Les 3 vagues de thérapies cognitives et comportementales

Les TCC ont connu 3 vagues successives de développement qui se sont combinées pour former les TCC d'aujourd'hui.

La première vague TCC  : Modifier le comportement par l'apprentissage:

 

Un première vague comportementale a démarré dans les années 1950 avec les Behavioristes de Pavlov à Skinner. Les comportementalistes cherchent à décrire et comprendre les comportements humains en ne prenant en compte que ce qui est observable sans ouvrir la "boîte noire" (inconscient). Les comportements qui font souffrir ont été appris et peuvent donc se désapprendre, c'est le fondement du courant Behavioriste.

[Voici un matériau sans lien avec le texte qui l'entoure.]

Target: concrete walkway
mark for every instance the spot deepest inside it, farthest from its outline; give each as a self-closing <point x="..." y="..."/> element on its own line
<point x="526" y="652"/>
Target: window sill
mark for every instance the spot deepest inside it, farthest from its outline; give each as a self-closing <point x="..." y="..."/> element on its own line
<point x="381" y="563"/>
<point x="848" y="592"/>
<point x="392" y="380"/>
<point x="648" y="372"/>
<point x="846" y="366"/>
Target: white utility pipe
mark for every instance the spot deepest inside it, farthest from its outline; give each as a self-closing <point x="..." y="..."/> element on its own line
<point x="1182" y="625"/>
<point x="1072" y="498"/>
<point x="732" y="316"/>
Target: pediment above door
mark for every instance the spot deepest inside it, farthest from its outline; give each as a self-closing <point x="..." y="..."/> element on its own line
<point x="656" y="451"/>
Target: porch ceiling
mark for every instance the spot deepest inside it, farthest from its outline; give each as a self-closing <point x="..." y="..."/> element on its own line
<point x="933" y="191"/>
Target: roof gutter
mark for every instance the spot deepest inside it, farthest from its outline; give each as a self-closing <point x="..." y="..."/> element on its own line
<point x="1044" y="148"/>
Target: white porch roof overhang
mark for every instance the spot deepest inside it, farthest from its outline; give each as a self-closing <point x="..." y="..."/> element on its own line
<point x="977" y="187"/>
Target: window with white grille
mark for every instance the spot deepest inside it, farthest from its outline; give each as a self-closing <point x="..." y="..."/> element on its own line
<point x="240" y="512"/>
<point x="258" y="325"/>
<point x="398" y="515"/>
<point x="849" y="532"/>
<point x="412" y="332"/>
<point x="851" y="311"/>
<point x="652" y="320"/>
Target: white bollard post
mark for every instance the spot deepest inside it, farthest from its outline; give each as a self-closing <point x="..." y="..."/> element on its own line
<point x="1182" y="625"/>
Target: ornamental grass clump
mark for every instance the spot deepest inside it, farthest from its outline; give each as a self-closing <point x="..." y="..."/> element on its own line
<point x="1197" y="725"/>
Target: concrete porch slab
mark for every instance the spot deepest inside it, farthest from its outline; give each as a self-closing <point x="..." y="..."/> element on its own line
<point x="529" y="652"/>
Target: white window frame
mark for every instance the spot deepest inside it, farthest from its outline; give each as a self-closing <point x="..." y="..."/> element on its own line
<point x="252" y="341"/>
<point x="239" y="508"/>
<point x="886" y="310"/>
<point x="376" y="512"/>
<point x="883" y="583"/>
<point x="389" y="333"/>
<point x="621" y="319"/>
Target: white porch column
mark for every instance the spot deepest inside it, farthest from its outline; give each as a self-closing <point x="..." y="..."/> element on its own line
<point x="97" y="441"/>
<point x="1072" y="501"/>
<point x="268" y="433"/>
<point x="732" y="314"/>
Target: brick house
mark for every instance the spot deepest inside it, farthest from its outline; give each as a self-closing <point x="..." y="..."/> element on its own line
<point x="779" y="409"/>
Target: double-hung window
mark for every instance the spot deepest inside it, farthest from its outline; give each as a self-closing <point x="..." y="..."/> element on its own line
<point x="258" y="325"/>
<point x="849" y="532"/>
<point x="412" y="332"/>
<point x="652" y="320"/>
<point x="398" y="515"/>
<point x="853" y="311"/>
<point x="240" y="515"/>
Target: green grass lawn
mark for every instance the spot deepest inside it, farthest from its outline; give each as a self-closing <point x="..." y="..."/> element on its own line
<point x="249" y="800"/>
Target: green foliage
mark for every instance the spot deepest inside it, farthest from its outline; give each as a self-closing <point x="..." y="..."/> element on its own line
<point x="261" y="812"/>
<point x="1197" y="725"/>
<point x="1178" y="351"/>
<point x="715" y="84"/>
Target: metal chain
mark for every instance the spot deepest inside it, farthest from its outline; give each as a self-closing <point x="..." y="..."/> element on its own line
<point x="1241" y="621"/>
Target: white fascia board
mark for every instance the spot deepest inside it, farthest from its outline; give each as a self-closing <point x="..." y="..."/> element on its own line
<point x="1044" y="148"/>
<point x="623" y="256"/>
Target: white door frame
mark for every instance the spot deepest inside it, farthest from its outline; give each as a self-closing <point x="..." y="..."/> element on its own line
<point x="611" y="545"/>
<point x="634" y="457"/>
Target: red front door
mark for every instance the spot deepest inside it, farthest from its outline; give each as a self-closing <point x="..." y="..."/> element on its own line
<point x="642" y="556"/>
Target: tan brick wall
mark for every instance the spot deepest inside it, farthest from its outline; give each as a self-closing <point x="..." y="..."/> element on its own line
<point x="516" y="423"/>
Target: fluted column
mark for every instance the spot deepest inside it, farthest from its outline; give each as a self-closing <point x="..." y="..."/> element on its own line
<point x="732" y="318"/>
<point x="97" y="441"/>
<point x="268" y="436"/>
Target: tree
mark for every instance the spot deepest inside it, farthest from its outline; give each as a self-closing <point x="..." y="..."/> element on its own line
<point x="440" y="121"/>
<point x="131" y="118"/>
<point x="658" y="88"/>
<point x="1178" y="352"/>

Pavlov, Skinner et Bandura
Pavlov, Skinner et Bandura

Ivan Pavlov et le conditionnement répondant :

Pavlov est un médecin et physiologiste à l'origine de la théorie du conditionnement classique. Il a décrit le processus par lequel un individu va associer une réponse déjà programmée (ex : saliver) qui est normalement déclenchée par un stimulus conditionné (ex : nourriture) à un stimulus neutre non conditionné qui ne déclenche normalement aucune réponse (ex : cloche qui sonne). Pavlov vit dans ce phénomène les bases de l'apprentissage.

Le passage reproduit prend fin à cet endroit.